Tim Pipher: We’ve been shooting the BET Awards for BET and CBS, the BIFF Awards, the American Valor Awards for ABC, American Humane Hero Dog Awards for Hallmark, Graduate Together: America Honors the High School Class of 2020 special for ABC, NBC and FOX, the series Bookmarks for Netflix, John Lewis: Celebrating a Hero for CBS, a game show for FOX, a virtual automobile event, several national infomercials, and a sketch comedy show. Recent virtual locations are as diverse as a spectacular television news set, a comedy club, a college football field, John Lewis and Common performing on the Edmund Pettus Bridge in Selma Alabama, and under the ocean complete with circling sharks.

PH: How has this shift impacted business and the way the studio operates?  
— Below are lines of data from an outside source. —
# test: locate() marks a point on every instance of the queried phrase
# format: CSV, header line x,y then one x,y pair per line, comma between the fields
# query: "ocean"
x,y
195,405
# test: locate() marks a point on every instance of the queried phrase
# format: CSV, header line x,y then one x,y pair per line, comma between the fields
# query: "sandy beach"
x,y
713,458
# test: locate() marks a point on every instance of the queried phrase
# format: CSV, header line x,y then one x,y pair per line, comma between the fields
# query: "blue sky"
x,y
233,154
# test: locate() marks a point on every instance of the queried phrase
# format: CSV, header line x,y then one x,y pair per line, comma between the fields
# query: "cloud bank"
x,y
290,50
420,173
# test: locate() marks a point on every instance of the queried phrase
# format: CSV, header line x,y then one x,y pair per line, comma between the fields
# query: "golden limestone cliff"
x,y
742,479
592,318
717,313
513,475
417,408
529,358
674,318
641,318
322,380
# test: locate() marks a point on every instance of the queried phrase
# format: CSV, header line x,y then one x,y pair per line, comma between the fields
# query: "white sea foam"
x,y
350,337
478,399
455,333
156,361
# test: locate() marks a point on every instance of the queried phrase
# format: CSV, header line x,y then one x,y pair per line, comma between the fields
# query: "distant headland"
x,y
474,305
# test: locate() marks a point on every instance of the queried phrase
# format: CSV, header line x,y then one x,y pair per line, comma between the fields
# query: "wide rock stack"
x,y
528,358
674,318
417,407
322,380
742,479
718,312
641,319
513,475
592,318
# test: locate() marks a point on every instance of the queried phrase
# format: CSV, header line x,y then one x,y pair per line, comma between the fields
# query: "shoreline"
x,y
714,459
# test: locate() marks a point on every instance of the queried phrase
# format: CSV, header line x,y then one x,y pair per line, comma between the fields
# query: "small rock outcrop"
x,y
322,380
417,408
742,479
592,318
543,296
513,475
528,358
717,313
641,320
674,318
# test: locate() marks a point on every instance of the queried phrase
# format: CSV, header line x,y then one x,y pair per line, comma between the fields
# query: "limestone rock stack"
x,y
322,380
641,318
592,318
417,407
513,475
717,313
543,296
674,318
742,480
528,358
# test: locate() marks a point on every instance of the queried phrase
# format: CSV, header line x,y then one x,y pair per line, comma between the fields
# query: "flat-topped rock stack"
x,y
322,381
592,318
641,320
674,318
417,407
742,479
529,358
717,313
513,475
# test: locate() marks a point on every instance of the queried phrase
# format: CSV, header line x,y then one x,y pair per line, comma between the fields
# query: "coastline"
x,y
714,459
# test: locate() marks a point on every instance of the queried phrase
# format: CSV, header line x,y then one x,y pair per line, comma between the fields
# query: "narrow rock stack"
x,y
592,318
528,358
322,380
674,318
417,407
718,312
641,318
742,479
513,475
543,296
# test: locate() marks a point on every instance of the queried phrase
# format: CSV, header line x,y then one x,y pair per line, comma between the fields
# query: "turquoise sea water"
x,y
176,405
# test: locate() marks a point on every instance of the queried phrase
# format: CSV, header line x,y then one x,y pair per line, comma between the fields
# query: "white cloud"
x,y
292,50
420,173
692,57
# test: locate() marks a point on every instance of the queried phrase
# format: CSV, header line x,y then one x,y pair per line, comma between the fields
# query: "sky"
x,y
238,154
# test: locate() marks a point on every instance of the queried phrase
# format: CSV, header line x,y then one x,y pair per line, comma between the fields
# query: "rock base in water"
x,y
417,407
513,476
Tim Pipher: Producers who would not have been looking for space have discovered our facilities during the Covid crisis. Additionally, operations have shifted toward ultra safety-consciousness so conversations that have never been discussed before, like the need for HVAC filters, are being brought to the forefront. We also have to take into account new regulatory compliances but we’re proud to say we’ve been able to meet with all new protocols.

PH: Do you think this will have a permanent impact on business? 
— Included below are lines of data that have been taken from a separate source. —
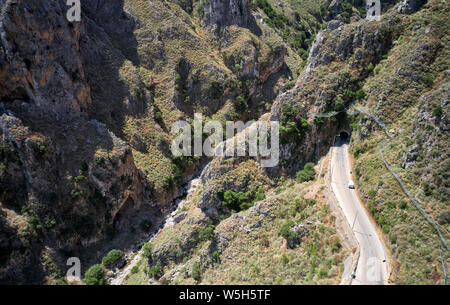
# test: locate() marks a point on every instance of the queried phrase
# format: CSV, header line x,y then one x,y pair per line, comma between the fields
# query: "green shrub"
x,y
206,233
147,250
196,272
444,218
156,270
95,276
112,258
286,231
134,270
438,111
306,174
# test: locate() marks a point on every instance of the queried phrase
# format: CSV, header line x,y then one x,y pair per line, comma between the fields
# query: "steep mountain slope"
x,y
86,110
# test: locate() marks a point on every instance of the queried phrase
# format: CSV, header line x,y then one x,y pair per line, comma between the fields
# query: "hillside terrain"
x,y
86,111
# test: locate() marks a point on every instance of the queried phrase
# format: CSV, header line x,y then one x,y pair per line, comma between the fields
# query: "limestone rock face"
x,y
410,6
218,13
68,181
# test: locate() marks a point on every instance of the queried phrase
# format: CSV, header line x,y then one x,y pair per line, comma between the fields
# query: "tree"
x,y
112,258
95,276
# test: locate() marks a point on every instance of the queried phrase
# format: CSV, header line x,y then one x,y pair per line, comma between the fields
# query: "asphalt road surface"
x,y
372,267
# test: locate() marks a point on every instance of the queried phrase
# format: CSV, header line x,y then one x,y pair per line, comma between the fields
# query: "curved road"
x,y
372,267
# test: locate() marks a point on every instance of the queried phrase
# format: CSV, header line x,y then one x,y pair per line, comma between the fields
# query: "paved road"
x,y
372,268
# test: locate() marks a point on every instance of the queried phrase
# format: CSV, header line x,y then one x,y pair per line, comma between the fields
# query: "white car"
x,y
351,185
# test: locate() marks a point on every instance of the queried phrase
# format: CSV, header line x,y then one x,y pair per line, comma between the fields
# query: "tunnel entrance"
x,y
344,135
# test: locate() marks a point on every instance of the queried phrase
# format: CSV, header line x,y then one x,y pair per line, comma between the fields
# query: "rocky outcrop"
x,y
217,14
410,6
69,180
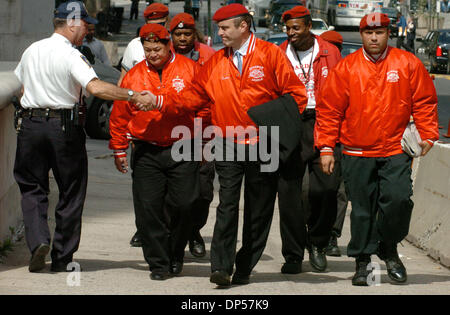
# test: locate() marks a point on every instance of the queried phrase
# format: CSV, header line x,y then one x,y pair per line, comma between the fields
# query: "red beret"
x,y
295,13
156,11
229,11
332,37
374,20
153,31
182,20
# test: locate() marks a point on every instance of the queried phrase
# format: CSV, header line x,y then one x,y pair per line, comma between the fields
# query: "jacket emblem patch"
x,y
178,84
256,73
392,76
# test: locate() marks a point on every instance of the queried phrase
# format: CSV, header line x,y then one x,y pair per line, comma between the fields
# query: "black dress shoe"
x,y
395,268
159,275
240,279
332,248
37,261
317,258
60,266
136,240
221,278
361,274
176,267
197,246
292,267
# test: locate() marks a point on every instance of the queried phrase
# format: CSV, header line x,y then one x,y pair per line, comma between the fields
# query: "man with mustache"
x,y
366,105
185,42
312,59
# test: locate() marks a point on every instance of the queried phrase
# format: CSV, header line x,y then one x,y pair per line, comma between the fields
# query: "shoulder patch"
x,y
85,60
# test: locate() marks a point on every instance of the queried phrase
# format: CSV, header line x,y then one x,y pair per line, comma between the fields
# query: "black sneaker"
x,y
361,275
221,278
317,258
395,268
37,261
292,267
332,248
136,240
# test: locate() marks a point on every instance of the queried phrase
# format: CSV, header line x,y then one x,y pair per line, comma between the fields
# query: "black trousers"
x,y
41,146
320,208
158,180
200,210
134,10
380,191
259,201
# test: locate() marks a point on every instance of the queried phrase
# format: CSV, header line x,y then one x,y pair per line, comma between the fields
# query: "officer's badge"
x,y
392,76
85,60
178,84
256,73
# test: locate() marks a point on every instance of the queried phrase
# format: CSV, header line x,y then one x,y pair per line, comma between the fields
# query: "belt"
x,y
42,112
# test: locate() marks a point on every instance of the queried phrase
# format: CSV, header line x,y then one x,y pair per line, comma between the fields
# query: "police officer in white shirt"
x,y
53,75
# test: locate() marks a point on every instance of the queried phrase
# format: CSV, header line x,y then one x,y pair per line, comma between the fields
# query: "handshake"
x,y
145,101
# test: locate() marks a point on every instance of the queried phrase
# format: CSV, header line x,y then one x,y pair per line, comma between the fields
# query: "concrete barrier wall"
x,y
10,210
430,222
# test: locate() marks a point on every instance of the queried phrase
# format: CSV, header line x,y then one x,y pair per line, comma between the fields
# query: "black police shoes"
x,y
292,267
221,278
136,240
176,267
240,279
37,261
197,246
395,268
361,275
317,258
332,248
159,275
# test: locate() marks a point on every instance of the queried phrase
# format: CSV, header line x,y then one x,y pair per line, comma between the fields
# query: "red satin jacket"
x,y
366,104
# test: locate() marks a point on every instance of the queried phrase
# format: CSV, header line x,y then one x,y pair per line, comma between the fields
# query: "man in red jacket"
x,y
366,105
312,59
184,39
158,178
246,73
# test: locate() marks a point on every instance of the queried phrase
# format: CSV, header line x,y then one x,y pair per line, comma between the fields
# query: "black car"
x,y
433,50
392,15
99,110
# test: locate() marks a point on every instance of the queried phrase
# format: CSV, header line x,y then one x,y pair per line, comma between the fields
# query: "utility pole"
x,y
187,6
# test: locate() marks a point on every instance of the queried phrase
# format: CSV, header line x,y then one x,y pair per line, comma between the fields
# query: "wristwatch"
x,y
130,95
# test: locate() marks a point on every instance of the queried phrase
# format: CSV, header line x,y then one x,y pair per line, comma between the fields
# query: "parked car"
x,y
433,51
392,14
99,110
319,26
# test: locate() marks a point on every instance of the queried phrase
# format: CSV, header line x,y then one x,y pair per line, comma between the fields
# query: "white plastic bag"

Tim Pipher: While the pandemic has brought us new clients out of necessity, producers are saying we offer a better way to shoot than traditional studios. Our facility offers them creativity and solutions while saving money and time. We believe the services we offer will allow L.A. Castle Studios to thrive even when the Covid crisis is behind us.

PH: What other changes have you seen the studio go through? 

Tim Pipher: We are on our toes more than ever because clients are booking us last minute. Instead of producers calling a month before the shoot, they are calling us to film the next week or even the next day. We’ve also become more of a one stop shop, as producers, more than ever, are asking us to provide not only our technology and facility, but also our cameras, lenses, virtual sets, lighting, teleprompters, audio gear, and crew.

PH: Can you talk about some of your upcoming projects?  

Tim Pipher: Upcoming projects include a Christmas special for Nickelodeon, the Media Access Awards, a competition series called “Highway to Hollywood”, and host wrap-arounds for “Mission Unstoppable with Miranda Cosgrove” for CBS.